The rheumatoid arthritis field is gearing up for a showdown between two new IL-6-targeting MAbs. Johnson & Johnson (NYSE:JNJ) and GlaxoSmithKline (NYSE:GSK) had hoped to position their contender sirukumab as the best-in-class agent to make up for the fact it will reach the market behind another promising new contender – but this now looks in doubt with new data.
The results from the phase III Sirround-D study, being presented at the Eular meeting in London this week, should be enough for approval – but they fall well short of the impressive efficacy seen in phase II. The scene is set for a fierce battle against Sanofi (NYSE:SNY) and Regeneron’s (NASDAQ:REGN) rival agent sarilumab.
J&J and Glaxo are expected to file sirukumab in the third quarter of 2016, but sarilumab could be approved soon after – the Sanofi project has a PDUFA date of October 28.
As well as its head start, sarilumab has another advantage, having outperformed the RA stalwart Humira in a head-to-head trial earlier this year (Sanofi’s sarilumab bests Humira to set up arthritis showdown, 11 March 2016).
Sirukumab is also being tested against Humira in the Sirround-H trial, due to complete in September. EvaluatePharma's sellside consensus pegs sirukumab as the bigger seller, with 2022 revenues of $949m versus $753m for sarilumab – but this could change if the J&J/Glaxo asset does not better AbbVie’s bestseller.
In the meantime, Sirroud-D, which tested sirukumab in 1,670 patients who had failed on DMARDs, was far from a disaster.

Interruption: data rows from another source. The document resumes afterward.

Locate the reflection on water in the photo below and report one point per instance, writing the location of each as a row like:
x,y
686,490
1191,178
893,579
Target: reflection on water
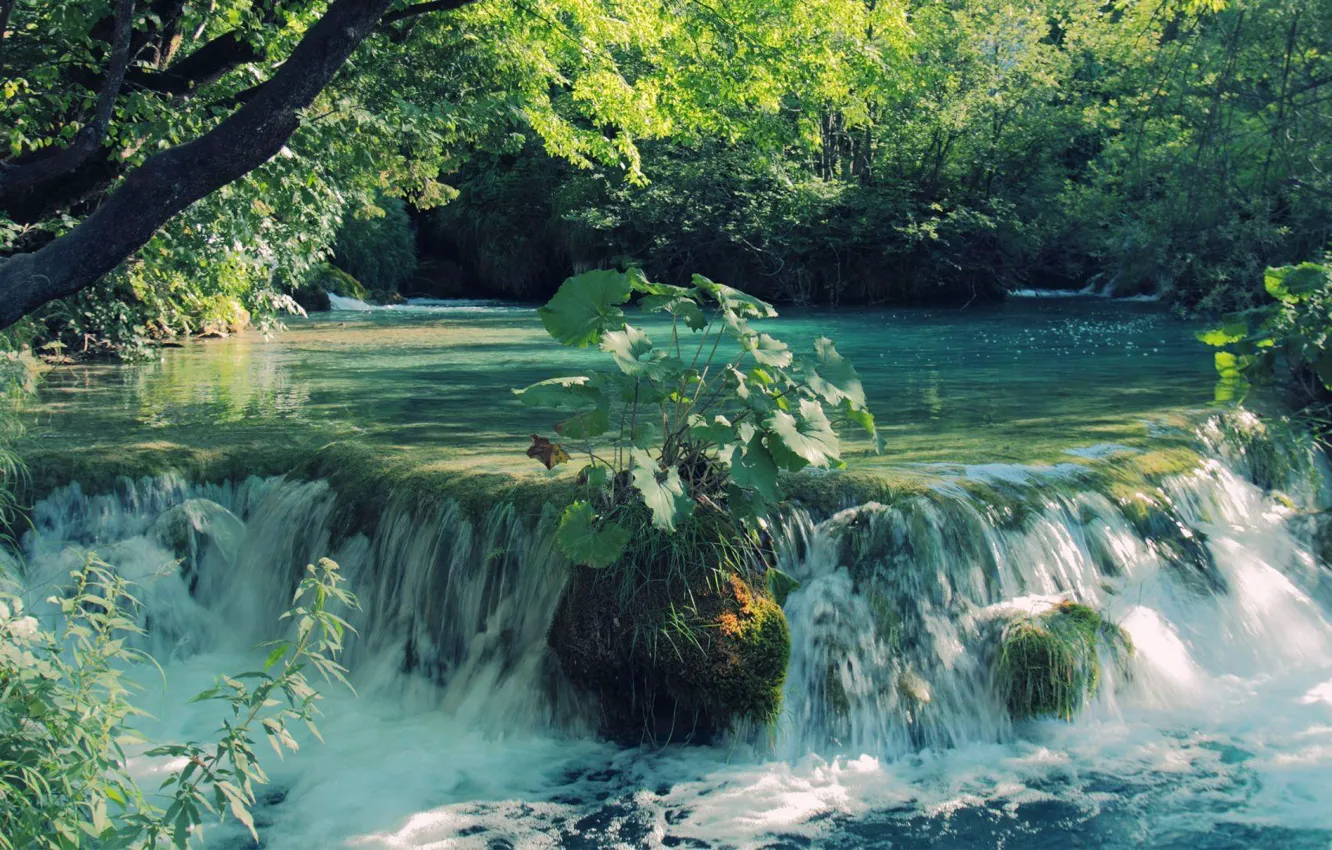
x,y
1018,383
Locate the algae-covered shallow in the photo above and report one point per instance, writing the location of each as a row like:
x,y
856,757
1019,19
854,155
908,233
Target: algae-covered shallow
x,y
1027,381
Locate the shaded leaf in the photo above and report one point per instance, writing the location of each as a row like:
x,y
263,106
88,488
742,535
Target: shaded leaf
x,y
831,376
588,542
585,307
662,492
806,438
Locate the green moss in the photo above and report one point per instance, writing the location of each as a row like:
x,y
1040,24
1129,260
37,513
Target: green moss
x,y
1048,665
679,637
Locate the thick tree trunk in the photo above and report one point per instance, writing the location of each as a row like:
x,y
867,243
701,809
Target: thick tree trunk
x,y
175,179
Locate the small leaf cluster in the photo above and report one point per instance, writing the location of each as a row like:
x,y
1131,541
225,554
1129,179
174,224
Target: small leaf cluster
x,y
65,714
1296,327
705,420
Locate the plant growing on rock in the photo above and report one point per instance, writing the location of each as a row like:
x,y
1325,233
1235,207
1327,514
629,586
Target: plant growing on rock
x,y
703,423
1050,664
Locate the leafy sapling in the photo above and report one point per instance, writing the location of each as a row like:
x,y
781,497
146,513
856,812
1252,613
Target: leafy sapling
x,y
703,423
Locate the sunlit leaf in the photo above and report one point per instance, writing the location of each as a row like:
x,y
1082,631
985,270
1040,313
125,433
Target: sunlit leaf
x,y
586,307
586,541
733,300
753,468
662,492
806,438
831,376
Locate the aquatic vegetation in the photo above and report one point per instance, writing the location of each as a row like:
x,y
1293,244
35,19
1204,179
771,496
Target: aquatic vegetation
x,y
1050,664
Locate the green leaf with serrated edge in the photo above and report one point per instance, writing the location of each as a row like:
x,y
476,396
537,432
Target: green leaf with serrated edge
x,y
807,436
662,492
572,393
734,300
681,307
588,542
585,425
769,352
586,307
753,468
831,376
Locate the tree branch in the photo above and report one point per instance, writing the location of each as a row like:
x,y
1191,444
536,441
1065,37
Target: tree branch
x,y
204,65
31,175
422,8
172,180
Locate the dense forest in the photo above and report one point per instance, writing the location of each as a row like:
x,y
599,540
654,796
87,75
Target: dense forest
x,y
842,151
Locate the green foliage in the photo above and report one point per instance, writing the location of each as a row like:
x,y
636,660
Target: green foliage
x,y
376,245
1050,664
67,714
705,421
1294,329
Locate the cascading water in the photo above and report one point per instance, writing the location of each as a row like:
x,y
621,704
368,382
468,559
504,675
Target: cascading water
x,y
1215,733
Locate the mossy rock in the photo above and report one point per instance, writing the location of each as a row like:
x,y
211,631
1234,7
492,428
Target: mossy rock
x,y
1048,665
673,669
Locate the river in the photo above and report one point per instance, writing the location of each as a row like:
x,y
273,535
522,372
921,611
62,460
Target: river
x,y
1218,733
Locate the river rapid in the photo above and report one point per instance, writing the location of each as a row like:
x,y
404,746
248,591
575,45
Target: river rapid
x,y
1216,734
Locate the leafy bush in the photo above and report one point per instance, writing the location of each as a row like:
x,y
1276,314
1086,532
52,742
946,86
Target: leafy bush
x,y
705,423
1294,329
65,714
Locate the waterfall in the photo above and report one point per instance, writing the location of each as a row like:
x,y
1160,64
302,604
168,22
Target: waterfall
x,y
894,638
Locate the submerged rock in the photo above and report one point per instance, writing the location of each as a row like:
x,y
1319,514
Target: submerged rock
x,y
1050,664
673,669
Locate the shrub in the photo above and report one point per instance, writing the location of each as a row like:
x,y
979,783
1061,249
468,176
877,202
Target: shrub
x,y
65,714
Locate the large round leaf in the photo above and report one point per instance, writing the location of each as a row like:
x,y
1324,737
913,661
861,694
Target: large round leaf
x,y
662,492
586,307
806,438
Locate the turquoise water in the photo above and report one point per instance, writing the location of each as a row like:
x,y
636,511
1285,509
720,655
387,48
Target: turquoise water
x,y
1019,383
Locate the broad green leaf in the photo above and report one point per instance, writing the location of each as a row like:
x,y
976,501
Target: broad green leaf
x,y
859,416
769,352
717,430
662,492
753,468
1292,283
594,476
586,542
633,353
734,301
586,307
831,376
573,393
681,307
806,438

It met its co-primary endpoints of ACR20 response – a 20% improvement in RA signs and symptoms – and joint damage measured using the van der Heijde-Sharp score. Higher scores on the latter measure indicate greater structural damage.
The study also met all of its secondary endpoints with both sirukumab doses. Major clinical response was defined as the percentage of patients achieving ACR70 for six consecutive months.
Though decent, the latest results are disappointing after the 83% ACR20 response seen in a phase IIb study of sirukumab. They also fall short of the 56-61% that rival sarilumabreported from the Saril-RA-Target study in November; and the 72% ACR20 response in sarilumab’s trial against Humira.
The usual caveats about across-trial comparisons apply, but J&J/Glaxo’s agent is starting to look mediocre. The companies have already said that the Sirround-H and Sirround-T phase III trials met their primary endpoints, but full data will be eagerly awaited for clues on how the battle will play out.
In the end, J&J and Glaxo might be forced to compete on price – which would be good news for payers, but not so much for the companies.